ChefJune November 1, 2015
Since Dijon mustards vary in intensity, it all depends upon which one you use. I always use Fallot mustard, and I can tell you for sure that I really don't care for Grey Poupon.
julie March 22, 2015
Hi June,
I really enjoyed yesterday's gumbo from Paul. We talked about food52, and you mentioned this mussels dijonnaise recipe. I generally don't use heavy cream. Would full fat Greek yogurt do?
Sincerely, Julie
ChefJune March 22, 2015
I've never used that, but it would be worth a try. The heavy cream I always use is not bought in the supermarket. It's a much different product from local dairy Ronnybrook that I buy at the Union Square Greenmarket. It's pricy, but it keeps a long while.
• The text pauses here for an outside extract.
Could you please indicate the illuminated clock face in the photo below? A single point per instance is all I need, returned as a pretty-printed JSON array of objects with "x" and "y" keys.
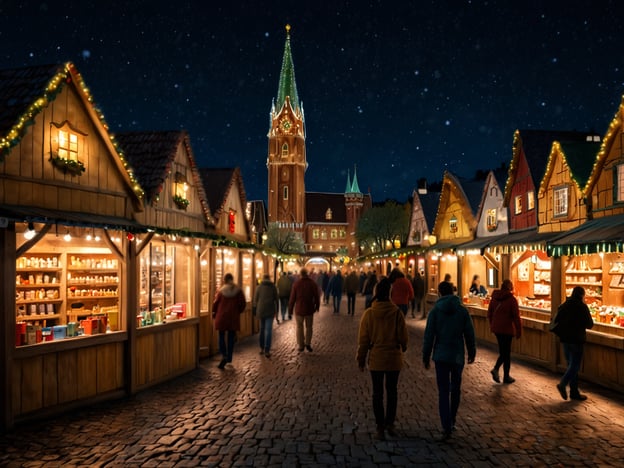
[{"x": 285, "y": 124}]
Grace C. December 20, 2014
I was lucky to enough to have also been to the Westin in Boston many years ago. Had these as an appetizer shared with a friend before dinner the first night of our stay the second night we each had it and cleaned our plates including sauce thought I would never find this recipe. Live in the Pacific Northwest and will definitely be making this over the holidays
Gabriella August 6, 2014
Could you explain the reason you cannot clean the mussels in advance? I'm sure there is a perfectly good one, I'm just not experienced enough with mussels to know what it is.
HB August 7, 2014
There is no reason not to scrub the mussels in advance, but don't beard them until your're ready to cook them as it may kill them, and dead mussels are no fun.
Gabriella August 7, 2014
Aha. That is indeed a good reason. Thanks you so much for the information.
ChefJune March 22, 2015
If you put mussels - indeed any live mollusk - in fresh water, even to rinse them off, you will kill them. They need to be cooked live to be edible.
cass August 6, 2014
Is it correct as the recipe states that "you cannot clean the mussels in advance?
ChefJune March 23, 2015
That's true. They will die, and then they will be toxic.
Germaine C. July 15, 2014
Could I substitute mussels with clams instead?
ChefJune March 23, 2015
You could. You could also sub those little cockles from New Zealand I often see at Whole Foods.
Dishlicious June 18, 2014
3 quarts of mussels? I'm used to buying by the pound. Any guess as to the weight of 3 quarts?
ChefJune March 23, 2015
One quart = 32 ounces.
HB May 2, 2014
It's curious that this recipe appears identical to one posted on food dot com in 2006, down to the wording of the instructions. Is Chef June the same person as SLColman?
ChefJune March 23, 2015
I haven't noticed your comment before, HB, but this recipe appeared in my cookbook that was published in 2001. That predates that recipe on food dot com by 5 years. So my guess is my recipe was pilfered. And they didn't bother to change anything. Shame on them!
Diane P. April 10, 2014
Made this last night and at the last minute, discovered my only mustards were coarse-ground . . . except for some tarragon-flavored (green) Dijon, which was terrific in this recipe. Loved the sauce. Thanks for a great recipe.
ChefJune March 23, 2015
Diane, I often use tarragon mustard for these. It's a great combo!